Simon Isherwood, the conductor with West Midlands Trains (WMT) who lost his job after asking whether such a thing as ‘black privilege’ exists in African countries like Ghana (which is 95% black), has given an interview to the Mail in which he describes the ordeal he’s been put through. I know a bit about Simon’s case because the Free Speech Union helped him bring a case against WMT in the Employment Tribunal. Earlier this week, the judge found that Simon had been unfairly dismissed and he is now in line for a five figure pay-out. Here’s how the interview begins:
Railway manager Simon Isherwood was so passionate about his job with West Midlands Trains, he was known to his line manager as ‘Mr. Northampton.’
There was nothing he didn’t know about train services to and from the market town.
Starting his career more than 11 years ago as a train conductor, Mr. Isherwood, 60, had risen through the ranks – twice winning awards along the way for going beyond the call of duty in customer service.
As manager of a diverse team of around 25 conductors, he liked to think of himself as someone who has always treated everyone fairly and equally regardless of colour, creed, gender or sexuality.
It was his idea to invite everyone in his team to take part in a morale-boosting ‘feel-good’ video during lockdown, set to the Billy Ocean song When The Going Gets Tough, which attracted 4,400 views on You Tube.
When the company then asked him to put forward two conductors for a poster campaign welcoming commuters back after lockdown, Mr.
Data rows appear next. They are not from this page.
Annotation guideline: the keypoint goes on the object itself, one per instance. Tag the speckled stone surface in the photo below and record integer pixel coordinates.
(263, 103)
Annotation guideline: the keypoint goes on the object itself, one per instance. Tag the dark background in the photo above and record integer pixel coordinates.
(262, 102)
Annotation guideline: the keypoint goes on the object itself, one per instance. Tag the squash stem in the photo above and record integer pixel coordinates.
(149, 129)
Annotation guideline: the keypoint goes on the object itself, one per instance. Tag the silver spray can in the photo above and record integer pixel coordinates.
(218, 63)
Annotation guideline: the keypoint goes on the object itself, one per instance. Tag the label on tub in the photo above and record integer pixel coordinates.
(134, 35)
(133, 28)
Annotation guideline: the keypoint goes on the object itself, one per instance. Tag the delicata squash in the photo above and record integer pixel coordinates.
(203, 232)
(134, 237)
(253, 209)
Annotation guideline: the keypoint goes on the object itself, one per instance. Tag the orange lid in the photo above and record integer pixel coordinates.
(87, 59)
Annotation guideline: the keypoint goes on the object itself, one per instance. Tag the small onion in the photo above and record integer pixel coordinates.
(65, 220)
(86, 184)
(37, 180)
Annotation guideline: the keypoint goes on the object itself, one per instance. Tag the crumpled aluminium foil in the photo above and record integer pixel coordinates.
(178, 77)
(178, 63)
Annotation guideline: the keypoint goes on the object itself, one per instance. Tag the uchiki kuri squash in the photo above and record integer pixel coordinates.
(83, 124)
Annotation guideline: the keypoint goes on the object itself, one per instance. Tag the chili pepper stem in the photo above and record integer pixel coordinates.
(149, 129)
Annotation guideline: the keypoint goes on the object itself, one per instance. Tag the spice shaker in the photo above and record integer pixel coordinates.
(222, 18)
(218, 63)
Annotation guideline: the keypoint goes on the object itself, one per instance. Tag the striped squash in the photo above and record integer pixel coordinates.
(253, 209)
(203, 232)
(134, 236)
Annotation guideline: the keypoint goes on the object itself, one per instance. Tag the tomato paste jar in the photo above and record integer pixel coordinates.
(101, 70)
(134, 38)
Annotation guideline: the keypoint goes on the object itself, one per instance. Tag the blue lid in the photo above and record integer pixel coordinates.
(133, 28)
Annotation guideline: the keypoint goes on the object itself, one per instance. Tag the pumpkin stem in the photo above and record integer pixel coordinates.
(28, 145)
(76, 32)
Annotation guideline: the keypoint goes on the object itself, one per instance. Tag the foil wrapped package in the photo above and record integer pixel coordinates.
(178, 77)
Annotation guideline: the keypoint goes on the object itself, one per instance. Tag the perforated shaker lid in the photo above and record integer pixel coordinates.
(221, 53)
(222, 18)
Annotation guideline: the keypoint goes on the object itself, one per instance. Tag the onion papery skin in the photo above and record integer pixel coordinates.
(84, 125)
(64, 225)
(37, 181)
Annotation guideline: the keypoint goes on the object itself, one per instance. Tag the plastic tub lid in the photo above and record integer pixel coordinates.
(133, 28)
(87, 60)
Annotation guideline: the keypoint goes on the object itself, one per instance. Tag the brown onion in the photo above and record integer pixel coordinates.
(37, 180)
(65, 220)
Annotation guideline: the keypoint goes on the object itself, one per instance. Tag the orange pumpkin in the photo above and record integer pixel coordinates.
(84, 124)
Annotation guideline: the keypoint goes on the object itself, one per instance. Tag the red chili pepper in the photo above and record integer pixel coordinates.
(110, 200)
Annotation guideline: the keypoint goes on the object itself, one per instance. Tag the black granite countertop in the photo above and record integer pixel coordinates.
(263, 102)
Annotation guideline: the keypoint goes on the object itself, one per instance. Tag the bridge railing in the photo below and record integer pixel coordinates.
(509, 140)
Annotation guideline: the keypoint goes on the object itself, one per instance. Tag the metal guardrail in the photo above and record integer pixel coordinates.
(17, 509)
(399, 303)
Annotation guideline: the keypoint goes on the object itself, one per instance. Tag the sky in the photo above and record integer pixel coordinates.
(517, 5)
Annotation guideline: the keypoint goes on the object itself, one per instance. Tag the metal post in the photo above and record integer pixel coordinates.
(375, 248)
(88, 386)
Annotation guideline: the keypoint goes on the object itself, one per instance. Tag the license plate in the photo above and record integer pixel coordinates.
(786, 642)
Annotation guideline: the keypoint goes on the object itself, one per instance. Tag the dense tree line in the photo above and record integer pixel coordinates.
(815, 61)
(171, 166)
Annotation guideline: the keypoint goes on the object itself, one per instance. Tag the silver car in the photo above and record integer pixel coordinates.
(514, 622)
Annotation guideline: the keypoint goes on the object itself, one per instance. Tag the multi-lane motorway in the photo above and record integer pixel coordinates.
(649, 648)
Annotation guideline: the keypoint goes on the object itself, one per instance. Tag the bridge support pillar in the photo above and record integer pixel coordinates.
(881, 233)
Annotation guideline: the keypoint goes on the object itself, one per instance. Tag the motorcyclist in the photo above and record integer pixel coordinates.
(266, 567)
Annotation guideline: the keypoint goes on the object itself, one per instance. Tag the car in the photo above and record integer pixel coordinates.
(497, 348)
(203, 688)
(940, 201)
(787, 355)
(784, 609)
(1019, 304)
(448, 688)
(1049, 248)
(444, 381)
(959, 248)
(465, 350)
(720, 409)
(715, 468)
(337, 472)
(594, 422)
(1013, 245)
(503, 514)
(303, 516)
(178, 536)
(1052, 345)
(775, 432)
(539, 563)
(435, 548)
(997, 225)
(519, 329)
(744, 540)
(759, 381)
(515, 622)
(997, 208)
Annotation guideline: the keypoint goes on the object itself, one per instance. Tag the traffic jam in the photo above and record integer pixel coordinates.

Isherwood’s first choice was a young man from Pakistan – simply because he was his best employee.
“I loved my job and there was nothing I wouldn’t have done for that company,” says Mr. Isherwood, proud of the way he as a manager judged others on merit and job performance alone.
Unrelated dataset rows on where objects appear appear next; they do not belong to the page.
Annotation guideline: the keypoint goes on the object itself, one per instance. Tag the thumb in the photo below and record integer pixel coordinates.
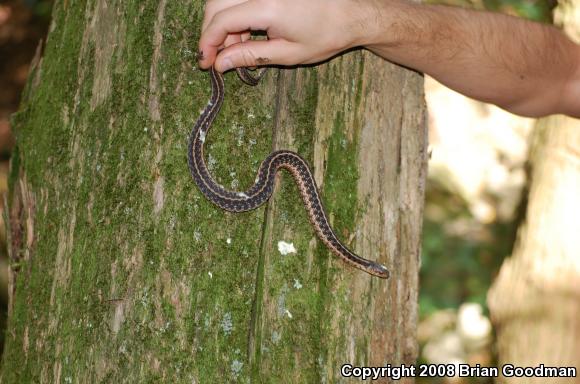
(254, 53)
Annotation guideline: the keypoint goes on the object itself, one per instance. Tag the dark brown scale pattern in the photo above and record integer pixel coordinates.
(263, 187)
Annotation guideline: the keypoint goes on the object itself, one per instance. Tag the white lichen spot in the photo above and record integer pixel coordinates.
(236, 367)
(158, 195)
(227, 324)
(297, 284)
(276, 337)
(285, 248)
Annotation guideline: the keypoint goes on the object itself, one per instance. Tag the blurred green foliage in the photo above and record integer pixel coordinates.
(459, 264)
(460, 256)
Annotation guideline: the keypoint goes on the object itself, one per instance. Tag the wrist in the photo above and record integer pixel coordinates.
(382, 23)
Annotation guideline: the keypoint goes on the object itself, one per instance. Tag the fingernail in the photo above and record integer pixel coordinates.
(227, 64)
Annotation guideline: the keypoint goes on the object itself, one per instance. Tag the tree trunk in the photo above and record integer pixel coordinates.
(124, 272)
(535, 302)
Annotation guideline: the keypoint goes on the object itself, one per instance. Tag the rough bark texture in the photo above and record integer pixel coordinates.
(535, 302)
(123, 272)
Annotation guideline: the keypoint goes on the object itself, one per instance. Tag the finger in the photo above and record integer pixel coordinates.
(257, 52)
(240, 18)
(214, 6)
(233, 38)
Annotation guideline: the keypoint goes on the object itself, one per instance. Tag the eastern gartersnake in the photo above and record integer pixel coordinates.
(262, 189)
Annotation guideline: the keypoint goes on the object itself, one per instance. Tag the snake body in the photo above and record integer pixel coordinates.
(263, 186)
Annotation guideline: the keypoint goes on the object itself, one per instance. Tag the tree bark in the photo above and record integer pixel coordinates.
(535, 302)
(123, 272)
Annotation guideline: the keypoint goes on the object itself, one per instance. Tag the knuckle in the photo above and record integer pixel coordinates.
(247, 56)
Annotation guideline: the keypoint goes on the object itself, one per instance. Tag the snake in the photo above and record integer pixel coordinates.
(263, 187)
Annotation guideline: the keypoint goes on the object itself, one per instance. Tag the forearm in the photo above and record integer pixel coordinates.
(525, 67)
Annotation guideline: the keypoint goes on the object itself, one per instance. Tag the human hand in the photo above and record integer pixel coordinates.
(299, 31)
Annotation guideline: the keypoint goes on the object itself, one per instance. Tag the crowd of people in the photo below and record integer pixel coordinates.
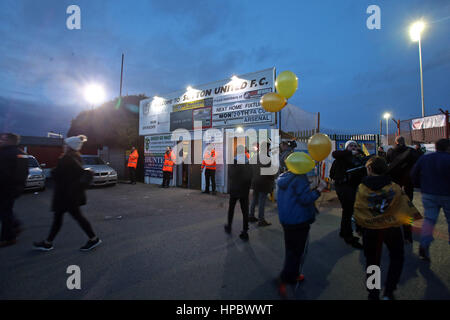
(375, 193)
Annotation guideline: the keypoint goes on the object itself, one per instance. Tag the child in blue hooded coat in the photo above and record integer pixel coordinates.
(296, 212)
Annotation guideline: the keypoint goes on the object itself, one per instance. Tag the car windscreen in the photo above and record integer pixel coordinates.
(32, 163)
(92, 161)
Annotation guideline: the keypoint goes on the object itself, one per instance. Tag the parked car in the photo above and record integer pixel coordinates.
(103, 173)
(36, 176)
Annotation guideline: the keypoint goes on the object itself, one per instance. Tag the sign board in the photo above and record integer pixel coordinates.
(158, 115)
(428, 122)
(154, 149)
(371, 145)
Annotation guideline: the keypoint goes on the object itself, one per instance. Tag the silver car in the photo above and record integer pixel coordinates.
(103, 174)
(36, 176)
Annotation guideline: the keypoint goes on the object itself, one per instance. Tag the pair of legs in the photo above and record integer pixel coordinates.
(432, 205)
(373, 240)
(346, 195)
(132, 174)
(166, 179)
(77, 215)
(243, 201)
(260, 198)
(296, 246)
(9, 223)
(210, 176)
“From the day I started I’d never had anything but promotion, praise and awards. They knew that if something went wrong I’d be the first one on the scene.”
So Mr. Isherwood was devastated when he was sacked by West Midlands Trains from his £49,000-a-year job for gross misconduct at a disciplinary hearing in March last year.
His crime? He’d forgotten to turn off his microphone following a diversity and inclusion online webinar, which he attended voluntarily at home after his morning shift at the station, on the subject of ‘white privilege’.
To his acute embarrassment, other managers – still logged on after the team talk ended – overheard Mr. Isherwood saying to his wife: “I couldn’t be a**ed because I thought, ‘You know what, I’ll just get f•••ing angry.’”
The private conversation went on: “You know what I really wanted to ask?… and I wish I had, do they have black privilege in other countries? So, if you’re in Ghana?”
Suspended the same day following a complaint by a manager from sister company East Midlands Trains, which organised the webinar, a mortified Mr. Isherwood apologised profusely to his bosses for the microphone lapse, his swearing and any unintended offence.
He insisted the first part of the conversation did not relate to the webinar at all but was in response to a note his wife had placed in front of him, asking, ‘Have you phoned the oven man?’ because their appliance was broken.
Yes, he admitted, he’d felt a little annoyed and insulted by some aspects of the webinar, presented by an outside consultant who was white, which seemed – to him at least – to suggest that all white people are born inherently racist.
His question about ‘black privilege’ – he maintained – was not intended as criticism or mockery of the webinar, but as a genuine one intended to help him understand better.
“We’d been asked to think of questions and I was just doing what I was told,” he says.